In modern municipal governance, an "idiocracy" manifests when a town’s leadership becomes completely detached from second and third-order effects. It occurs when administrations prioritize highly visible, cosmetic projects—like freshly paved beach parking lots—over the invisible, foundational rot of a primary school roof. It is a system where "safety and security" are weaponized not to protect the public, but to shield the bureaucracy from having to produce its own ledgers.
When a government operates purely on perception rather than intention, the resulting financial collapse is never an accident. It is the mathematical certainty of an idiocracy.
The Starvation of the School
While the buildings were left unmanaged, the Board of Education was placed on a financial starvation diet.

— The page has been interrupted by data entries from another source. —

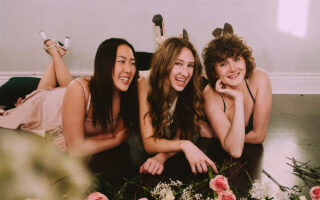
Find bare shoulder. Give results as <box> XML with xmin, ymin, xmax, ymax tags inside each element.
<box><xmin>249</xmin><ymin>68</ymin><xmax>272</xmax><ymax>97</ymax></box>
<box><xmin>250</xmin><ymin>68</ymin><xmax>270</xmax><ymax>83</ymax></box>
<box><xmin>65</xmin><ymin>79</ymin><xmax>87</xmax><ymax>98</ymax></box>
<box><xmin>203</xmin><ymin>84</ymin><xmax>224</xmax><ymax>111</ymax></box>
<box><xmin>203</xmin><ymin>84</ymin><xmax>221</xmax><ymax>100</ymax></box>
<box><xmin>248</xmin><ymin>68</ymin><xmax>271</xmax><ymax>90</ymax></box>
<box><xmin>138</xmin><ymin>77</ymin><xmax>148</xmax><ymax>93</ymax></box>
<box><xmin>67</xmin><ymin>79</ymin><xmax>82</xmax><ymax>90</ymax></box>
<box><xmin>202</xmin><ymin>84</ymin><xmax>212</xmax><ymax>97</ymax></box>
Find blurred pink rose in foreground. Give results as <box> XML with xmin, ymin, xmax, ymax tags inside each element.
<box><xmin>209</xmin><ymin>175</ymin><xmax>230</xmax><ymax>194</ymax></box>
<box><xmin>86</xmin><ymin>192</ymin><xmax>108</xmax><ymax>200</ymax></box>
<box><xmin>218</xmin><ymin>190</ymin><xmax>236</xmax><ymax>200</ymax></box>
<box><xmin>138</xmin><ymin>198</ymin><xmax>148</xmax><ymax>200</ymax></box>
<box><xmin>310</xmin><ymin>186</ymin><xmax>320</xmax><ymax>200</ymax></box>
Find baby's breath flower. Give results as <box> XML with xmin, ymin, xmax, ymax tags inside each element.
<box><xmin>179</xmin><ymin>185</ymin><xmax>193</xmax><ymax>200</ymax></box>
<box><xmin>169</xmin><ymin>179</ymin><xmax>182</xmax><ymax>187</ymax></box>
<box><xmin>151</xmin><ymin>182</ymin><xmax>175</xmax><ymax>200</ymax></box>
<box><xmin>165</xmin><ymin>193</ymin><xmax>175</xmax><ymax>200</ymax></box>
<box><xmin>194</xmin><ymin>193</ymin><xmax>202</xmax><ymax>200</ymax></box>
<box><xmin>274</xmin><ymin>190</ymin><xmax>290</xmax><ymax>200</ymax></box>
<box><xmin>249</xmin><ymin>180</ymin><xmax>276</xmax><ymax>199</ymax></box>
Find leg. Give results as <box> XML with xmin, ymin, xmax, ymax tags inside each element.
<box><xmin>37</xmin><ymin>61</ymin><xmax>58</xmax><ymax>90</ymax></box>
<box><xmin>153</xmin><ymin>15</ymin><xmax>166</xmax><ymax>46</ymax></box>
<box><xmin>37</xmin><ymin>40</ymin><xmax>73</xmax><ymax>90</ymax></box>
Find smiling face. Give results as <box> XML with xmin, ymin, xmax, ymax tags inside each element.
<box><xmin>169</xmin><ymin>47</ymin><xmax>195</xmax><ymax>93</ymax></box>
<box><xmin>112</xmin><ymin>44</ymin><xmax>136</xmax><ymax>93</ymax></box>
<box><xmin>215</xmin><ymin>55</ymin><xmax>246</xmax><ymax>87</ymax></box>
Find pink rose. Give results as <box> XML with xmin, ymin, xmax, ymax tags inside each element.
<box><xmin>310</xmin><ymin>186</ymin><xmax>320</xmax><ymax>200</ymax></box>
<box><xmin>86</xmin><ymin>192</ymin><xmax>108</xmax><ymax>200</ymax></box>
<box><xmin>209</xmin><ymin>175</ymin><xmax>230</xmax><ymax>194</ymax></box>
<box><xmin>218</xmin><ymin>190</ymin><xmax>236</xmax><ymax>200</ymax></box>
<box><xmin>138</xmin><ymin>198</ymin><xmax>148</xmax><ymax>200</ymax></box>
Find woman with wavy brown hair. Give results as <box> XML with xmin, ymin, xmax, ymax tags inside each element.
<box><xmin>138</xmin><ymin>37</ymin><xmax>217</xmax><ymax>175</ymax></box>
<box><xmin>201</xmin><ymin>24</ymin><xmax>272</xmax><ymax>158</ymax></box>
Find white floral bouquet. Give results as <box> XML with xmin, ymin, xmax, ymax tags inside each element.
<box><xmin>137</xmin><ymin>169</ymin><xmax>237</xmax><ymax>200</ymax></box>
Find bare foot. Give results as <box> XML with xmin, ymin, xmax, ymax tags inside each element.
<box><xmin>44</xmin><ymin>39</ymin><xmax>61</xmax><ymax>57</ymax></box>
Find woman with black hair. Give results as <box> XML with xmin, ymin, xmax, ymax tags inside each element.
<box><xmin>0</xmin><ymin>36</ymin><xmax>139</xmax><ymax>156</ymax></box>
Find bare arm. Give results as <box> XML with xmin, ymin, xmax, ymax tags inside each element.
<box><xmin>245</xmin><ymin>69</ymin><xmax>272</xmax><ymax>143</ymax></box>
<box><xmin>62</xmin><ymin>80</ymin><xmax>128</xmax><ymax>156</ymax></box>
<box><xmin>203</xmin><ymin>83</ymin><xmax>245</xmax><ymax>158</ymax></box>
<box><xmin>138</xmin><ymin>78</ymin><xmax>217</xmax><ymax>174</ymax></box>
<box><xmin>203</xmin><ymin>69</ymin><xmax>272</xmax><ymax>158</ymax></box>
<box><xmin>139</xmin><ymin>132</ymin><xmax>180</xmax><ymax>175</ymax></box>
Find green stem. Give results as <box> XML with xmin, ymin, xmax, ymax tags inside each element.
<box><xmin>245</xmin><ymin>169</ymin><xmax>253</xmax><ymax>184</ymax></box>
<box><xmin>208</xmin><ymin>166</ymin><xmax>214</xmax><ymax>180</ymax></box>
<box><xmin>208</xmin><ymin>166</ymin><xmax>216</xmax><ymax>198</ymax></box>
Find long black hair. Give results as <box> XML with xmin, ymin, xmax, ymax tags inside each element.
<box><xmin>89</xmin><ymin>38</ymin><xmax>139</xmax><ymax>134</ymax></box>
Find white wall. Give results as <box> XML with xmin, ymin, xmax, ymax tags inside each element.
<box><xmin>1</xmin><ymin>0</ymin><xmax>320</xmax><ymax>93</ymax></box>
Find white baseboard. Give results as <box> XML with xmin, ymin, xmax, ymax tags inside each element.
<box><xmin>269</xmin><ymin>73</ymin><xmax>320</xmax><ymax>94</ymax></box>
<box><xmin>1</xmin><ymin>72</ymin><xmax>320</xmax><ymax>94</ymax></box>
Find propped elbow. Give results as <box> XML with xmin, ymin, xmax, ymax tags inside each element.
<box><xmin>224</xmin><ymin>143</ymin><xmax>244</xmax><ymax>158</ymax></box>
<box><xmin>223</xmin><ymin>141</ymin><xmax>244</xmax><ymax>158</ymax></box>
<box><xmin>228</xmin><ymin>149</ymin><xmax>243</xmax><ymax>158</ymax></box>
<box><xmin>67</xmin><ymin>144</ymin><xmax>88</xmax><ymax>157</ymax></box>
<box><xmin>143</xmin><ymin>142</ymin><xmax>157</xmax><ymax>154</ymax></box>
<box><xmin>142</xmin><ymin>136</ymin><xmax>164</xmax><ymax>154</ymax></box>
<box><xmin>67</xmin><ymin>148</ymin><xmax>84</xmax><ymax>157</ymax></box>
<box><xmin>253</xmin><ymin>135</ymin><xmax>266</xmax><ymax>144</ymax></box>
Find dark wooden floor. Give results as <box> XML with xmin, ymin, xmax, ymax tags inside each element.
<box><xmin>261</xmin><ymin>94</ymin><xmax>320</xmax><ymax>194</ymax></box>
<box><xmin>1</xmin><ymin>94</ymin><xmax>319</xmax><ymax>198</ymax></box>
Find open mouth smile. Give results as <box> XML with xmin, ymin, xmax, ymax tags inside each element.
<box><xmin>120</xmin><ymin>76</ymin><xmax>130</xmax><ymax>84</ymax></box>
<box><xmin>176</xmin><ymin>77</ymin><xmax>187</xmax><ymax>83</ymax></box>
<box><xmin>227</xmin><ymin>72</ymin><xmax>241</xmax><ymax>79</ymax></box>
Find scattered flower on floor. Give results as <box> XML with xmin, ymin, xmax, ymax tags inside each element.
<box><xmin>310</xmin><ymin>186</ymin><xmax>320</xmax><ymax>200</ymax></box>
<box><xmin>217</xmin><ymin>190</ymin><xmax>236</xmax><ymax>200</ymax></box>
<box><xmin>86</xmin><ymin>192</ymin><xmax>108</xmax><ymax>200</ymax></box>
<box><xmin>209</xmin><ymin>175</ymin><xmax>230</xmax><ymax>195</ymax></box>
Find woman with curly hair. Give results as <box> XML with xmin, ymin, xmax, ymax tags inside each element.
<box><xmin>201</xmin><ymin>25</ymin><xmax>272</xmax><ymax>158</ymax></box>
<box><xmin>138</xmin><ymin>37</ymin><xmax>217</xmax><ymax>175</ymax></box>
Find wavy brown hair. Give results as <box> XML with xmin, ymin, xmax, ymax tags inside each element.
<box><xmin>147</xmin><ymin>37</ymin><xmax>204</xmax><ymax>140</ymax></box>
<box><xmin>89</xmin><ymin>38</ymin><xmax>139</xmax><ymax>134</ymax></box>
<box><xmin>202</xmin><ymin>34</ymin><xmax>256</xmax><ymax>89</ymax></box>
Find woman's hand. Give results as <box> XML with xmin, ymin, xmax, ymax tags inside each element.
<box><xmin>140</xmin><ymin>153</ymin><xmax>167</xmax><ymax>175</ymax></box>
<box><xmin>181</xmin><ymin>141</ymin><xmax>218</xmax><ymax>174</ymax></box>
<box><xmin>215</xmin><ymin>79</ymin><xmax>244</xmax><ymax>101</ymax></box>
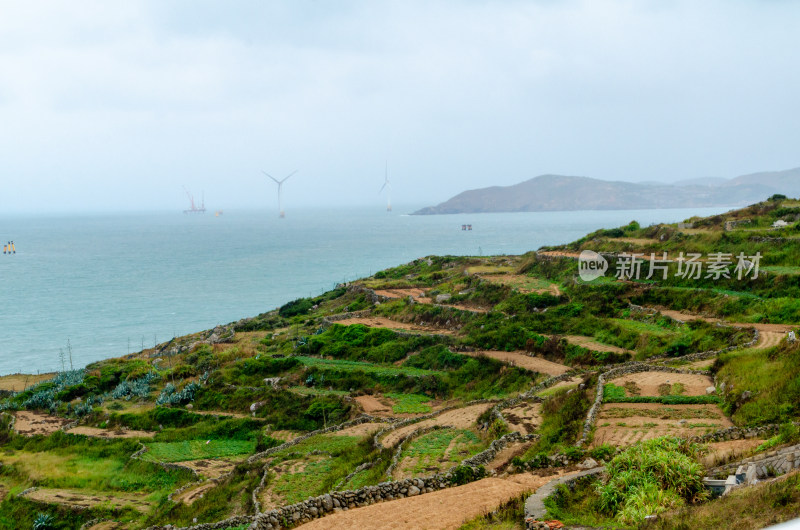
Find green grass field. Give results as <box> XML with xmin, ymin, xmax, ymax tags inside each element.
<box><xmin>385</xmin><ymin>393</ymin><xmax>432</xmax><ymax>414</ymax></box>
<box><xmin>141</xmin><ymin>440</ymin><xmax>255</xmax><ymax>463</ymax></box>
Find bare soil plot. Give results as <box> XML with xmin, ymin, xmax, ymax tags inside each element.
<box><xmin>355</xmin><ymin>395</ymin><xmax>394</xmax><ymax>416</ymax></box>
<box><xmin>173</xmin><ymin>481</ymin><xmax>218</xmax><ymax>505</ymax></box>
<box><xmin>562</xmin><ymin>335</ymin><xmax>630</xmax><ymax>355</ymax></box>
<box><xmin>460</xmin><ymin>350</ymin><xmax>569</xmax><ymax>376</ymax></box>
<box><xmin>295</xmin><ymin>471</ymin><xmax>569</xmax><ymax>530</ymax></box>
<box><xmin>486</xmin><ymin>441</ymin><xmax>534</xmax><ymax>473</ymax></box>
<box><xmin>14</xmin><ymin>411</ymin><xmax>70</xmax><ymax>436</ymax></box>
<box><xmin>702</xmin><ymin>439</ymin><xmax>766</xmax><ymax>468</ymax></box>
<box><xmin>502</xmin><ymin>402</ymin><xmax>542</xmax><ymax>435</ymax></box>
<box><xmin>609</xmin><ymin>372</ymin><xmax>714</xmax><ymax>397</ymax></box>
<box><xmin>66</xmin><ymin>426</ymin><xmax>155</xmax><ymax>439</ymax></box>
<box><xmin>177</xmin><ymin>458</ymin><xmax>239</xmax><ymax>479</ymax></box>
<box><xmin>374</xmin><ymin>288</ymin><xmax>428</xmax><ymax>301</ymax></box>
<box><xmin>335</xmin><ymin>422</ymin><xmax>387</xmax><ymax>438</ymax></box>
<box><xmin>335</xmin><ymin>317</ymin><xmax>454</xmax><ymax>336</ymax></box>
<box><xmin>381</xmin><ymin>404</ymin><xmax>493</xmax><ymax>448</ymax></box>
<box><xmin>0</xmin><ymin>372</ymin><xmax>55</xmax><ymax>392</ymax></box>
<box><xmin>592</xmin><ymin>403</ymin><xmax>733</xmax><ymax>448</ymax></box>
<box><xmin>24</xmin><ymin>488</ymin><xmax>151</xmax><ymax>512</ymax></box>
<box><xmin>477</xmin><ymin>274</ymin><xmax>561</xmax><ymax>296</ymax></box>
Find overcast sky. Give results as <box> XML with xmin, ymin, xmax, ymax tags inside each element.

During an inflationary decade where the costs of basic goods, services, and construction skyrocketed, the BOE budget was intentionally flatlined, and in some years, actively reduced:
- 2015/2016: $9,298,106
- 2020/2021: $9,380,589 (A decrease from the previous year)

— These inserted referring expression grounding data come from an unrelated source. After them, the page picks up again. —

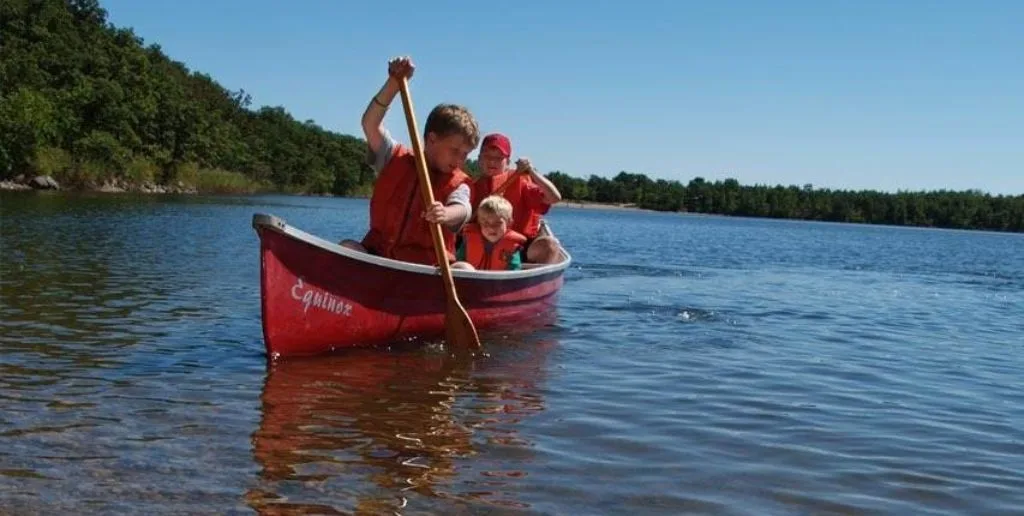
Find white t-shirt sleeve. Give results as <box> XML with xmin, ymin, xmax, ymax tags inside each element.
<box><xmin>445</xmin><ymin>183</ymin><xmax>472</xmax><ymax>230</ymax></box>
<box><xmin>366</xmin><ymin>128</ymin><xmax>397</xmax><ymax>175</ymax></box>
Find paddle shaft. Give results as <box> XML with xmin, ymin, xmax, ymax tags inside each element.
<box><xmin>396</xmin><ymin>77</ymin><xmax>481</xmax><ymax>351</ymax></box>
<box><xmin>493</xmin><ymin>170</ymin><xmax>525</xmax><ymax>196</ymax></box>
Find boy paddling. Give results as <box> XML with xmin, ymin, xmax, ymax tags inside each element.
<box><xmin>341</xmin><ymin>56</ymin><xmax>479</xmax><ymax>265</ymax></box>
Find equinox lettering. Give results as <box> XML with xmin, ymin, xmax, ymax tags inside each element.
<box><xmin>291</xmin><ymin>278</ymin><xmax>352</xmax><ymax>316</ymax></box>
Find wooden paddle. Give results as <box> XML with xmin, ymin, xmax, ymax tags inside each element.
<box><xmin>396</xmin><ymin>77</ymin><xmax>482</xmax><ymax>352</ymax></box>
<box><xmin>493</xmin><ymin>170</ymin><xmax>526</xmax><ymax>196</ymax></box>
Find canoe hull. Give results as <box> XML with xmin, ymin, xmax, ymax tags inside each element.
<box><xmin>254</xmin><ymin>214</ymin><xmax>570</xmax><ymax>358</ymax></box>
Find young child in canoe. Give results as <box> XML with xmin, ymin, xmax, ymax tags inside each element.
<box><xmin>340</xmin><ymin>56</ymin><xmax>478</xmax><ymax>266</ymax></box>
<box><xmin>471</xmin><ymin>133</ymin><xmax>563</xmax><ymax>264</ymax></box>
<box><xmin>451</xmin><ymin>195</ymin><xmax>527</xmax><ymax>271</ymax></box>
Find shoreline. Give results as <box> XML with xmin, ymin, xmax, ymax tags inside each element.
<box><xmin>1</xmin><ymin>176</ymin><xmax>198</xmax><ymax>195</ymax></box>
<box><xmin>0</xmin><ymin>180</ymin><xmax>639</xmax><ymax>211</ymax></box>
<box><xmin>0</xmin><ymin>177</ymin><xmax>628</xmax><ymax>209</ymax></box>
<box><xmin>5</xmin><ymin>178</ymin><xmax>1021</xmax><ymax>234</ymax></box>
<box><xmin>0</xmin><ymin>174</ymin><xmax>372</xmax><ymax>198</ymax></box>
<box><xmin>556</xmin><ymin>200</ymin><xmax>650</xmax><ymax>212</ymax></box>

- 2022/2023: $9,233,865 (Another decrease)
It is mathematically impossible to maintain a large municipal building during an inflationary period with a shrinking budget. The administration was not simply "holding the line on taxes"; they were ensuring the school did not have the capital required to survive.
The Optics of Idiocracy: Paving Roads While the Roof Leaks
If the town was so broke that it had to cut facility managers and shrink the school budget, where was the money going?
The budgets reveal a strategy focused entirely on optics over infrastructure. While the school deteriorated, the administration consistently funded highly visible public works projects. Road maintenance was funded at consistently high levels, jumping from $295,596 in 2017 to a proposed $325,000 in 2025.
The budget rationales explicitly state that these funds were used to pave roads and beach parking lots. The administration made a calculated choice: they prioritized the smooth paving of the beach parking lot so residents wouldn't scuff their tires, while actively ignoring the catastrophic failure of the roof over the town's children. It is a prioritization strategy ripped straight from the script of Idiocracy.
The Executive Reward
Perhaps the most insulting revelation in the audit is how the chief executive was compensated while the town's infrastructure collapsed.
Don Lowe has recently claimed that his salary is "among the worst salaries of Town CEO's in the 169 Connecticut towns". But the ledger tells a very different story of aggressive, insulated growth.
- 2015/2016: $49,988
- 2021/2022: $65,882 (Noting a 7% adjustment to "align with area census")
- 2025/2026 (Proposed): $83,202 (With a planned bump to $89,000 in early 2026)
From 2015 to the proposed 2026 rate, the First Selectman’s salary increased by roughly 78%. This staggering, unrelenting increase contrasts sharply with the town’s claimed inability to fund critical roof repairs or maintain the K-Wing. The executive was richly rewarded for presiding over the decay of the town.
The Hidden Ledger
We must recognize the devastating reality of this data. The town was not broke. The budgets confirm that from 2015 to 2025, the administration systematically moved half a million dollars annually out of the operating budget and hoarded it in a "Reserve for Capital Exp."
They had the liquidity to address the $9.7 million K-Wing repair plan identified in 2021. They had the money to fix the roof. Instead, they chose to hoard a $2.3 million surplus, let the building fail entirely, and then drop a massive, bonded $50 million megaproject squarely onto the backs of the taxpayers.
When you view the missing FOIA records and the weaponization of the state police through the lens of this financial audit, the administration's panic finally makes sense. They aren't just hiding the daily logs of a construction site. They are trying to hide a decade-long con.